В 1958 году, еще до того, как я научился читать и писать, в Стамбуле было совершено преступление, известное как «Саладжакское убийство», среди обстоятельств которого было то, к чему меня так тянуло: ночь, лодка, воды Босфора… Память о нем не только вплелась в существующий в моем сознании черно-белый образ босфорских вод, но и осталась со мной на всю жизнь страшным видением. Впервые я услышал об этом событии из разговоров у нас дома; о нем говорил весь Стамбул и писали все газеты, пока оно не стало чем-то вроде легенды. Одна женщина попросила молодого бедного рыбака покатать ее вместе с двумя детьми и их подружкой на лодке по морю. Рыбак был пьян; он захотел изнасиловать женщину и, вышвырнув детей из лодки, утопил их. «Зверь из Саладжака» навел на город такой страх, что нам с братом некоторое время запрещали не только вместе с рыбаками ставить сети рядом с нашим летним домиком на Хейбелиаде, но даже выходить одним в сад, окружающий его. И сейчас, многие годы спустя, когда я читаю в стамбульских газетах сообщения о преступлениях (а занятие это мне очень нравится) в моем воображении возникает черно-белое видение: барахтающиеся в воде дети, пытающиеся ухватиться за борт лодки, крики их матери и рыбак, молотящий веслом по их головам.

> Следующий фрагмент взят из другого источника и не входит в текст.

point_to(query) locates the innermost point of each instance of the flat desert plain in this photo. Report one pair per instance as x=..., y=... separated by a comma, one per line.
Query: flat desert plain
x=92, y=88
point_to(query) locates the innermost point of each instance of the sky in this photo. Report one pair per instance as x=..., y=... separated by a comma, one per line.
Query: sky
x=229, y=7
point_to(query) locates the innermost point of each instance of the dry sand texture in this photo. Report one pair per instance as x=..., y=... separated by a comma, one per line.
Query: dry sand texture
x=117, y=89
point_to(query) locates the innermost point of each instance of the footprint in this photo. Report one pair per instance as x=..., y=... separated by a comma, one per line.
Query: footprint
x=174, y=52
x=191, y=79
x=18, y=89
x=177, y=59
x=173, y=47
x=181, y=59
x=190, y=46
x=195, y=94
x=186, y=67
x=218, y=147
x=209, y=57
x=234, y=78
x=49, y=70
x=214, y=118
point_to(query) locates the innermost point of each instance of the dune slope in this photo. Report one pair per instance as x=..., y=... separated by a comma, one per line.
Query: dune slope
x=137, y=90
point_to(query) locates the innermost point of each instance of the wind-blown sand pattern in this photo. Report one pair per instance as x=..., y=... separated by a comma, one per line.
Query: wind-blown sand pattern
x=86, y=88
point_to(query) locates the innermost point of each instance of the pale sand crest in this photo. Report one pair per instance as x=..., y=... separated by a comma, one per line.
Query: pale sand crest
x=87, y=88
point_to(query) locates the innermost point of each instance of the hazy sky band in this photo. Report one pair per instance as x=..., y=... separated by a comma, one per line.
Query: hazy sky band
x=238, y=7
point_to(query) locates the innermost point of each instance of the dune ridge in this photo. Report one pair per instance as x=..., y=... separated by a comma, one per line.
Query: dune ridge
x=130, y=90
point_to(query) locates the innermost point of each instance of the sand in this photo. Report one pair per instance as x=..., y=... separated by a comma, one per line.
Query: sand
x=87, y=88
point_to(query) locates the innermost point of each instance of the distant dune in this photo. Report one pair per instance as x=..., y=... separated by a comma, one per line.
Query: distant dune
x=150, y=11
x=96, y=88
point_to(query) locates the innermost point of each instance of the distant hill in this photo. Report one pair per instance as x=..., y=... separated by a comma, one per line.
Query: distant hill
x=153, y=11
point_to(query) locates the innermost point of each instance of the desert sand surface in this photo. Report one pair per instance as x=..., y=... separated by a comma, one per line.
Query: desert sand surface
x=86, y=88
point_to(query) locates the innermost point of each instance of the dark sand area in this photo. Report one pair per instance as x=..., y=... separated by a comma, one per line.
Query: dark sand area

После Саладжакского убийства мы с мамой и братом больше не катались на лодке по Босфору. Однако до этого какое-то время мы каждый день совершали лодочные прогулки, поскольку предыдущей зимой и я, и брат перенесли коклюш. Сначала заболел брат, а через десять дней, заразившись от него, слег и я. У болезни была своя приятная сторона: мама стала очень ласковой, часто говорила нежные слова, так нравившиеся мне, приносила игрушки, которые я просил купить. Страдал же я больше не из-за самой болезни, а из-за того, что не мог присутствовать на семейных обедах и ужинах у нас или этажом выше. Я мог только с любопытством прислушиваться к доносящимся издалека застольным разговорам, шуткам и стуку вилок и ножей по тарелкам.
К нам приходил детский врач по имени Альбер, в котором нас пугало все — от усов до чемоданчика. После того как жар у меня и у брата спал, он в качестве лечения посоветовал маме в течение определенного времени ежедневно совершать с нами прогулки по Босфору, чтобы мы могли подышать воздухом. Так в голове у меня слово «Босфор» перепуталось с понятием «подышать воздухом», тем более что по-турецки Босфор называется Богаз.[19] Возможно поэтому я не очень удивился, когда узнал, что сто лет назад Тарабья,[20] которая тогда была не популярным местом прогулок, изобилующим ресторанами и отелями для туристов, а тихой греческой рыбацкой деревушкой (в которой прошли детские годы знаменитого поэта Кавафиса[21]), называлась Терапией. И, быть может, именно потому, что понятия «Босфор» и «лечение» слились в моем сознании, вид Босфора всегда действует на меня благотворно.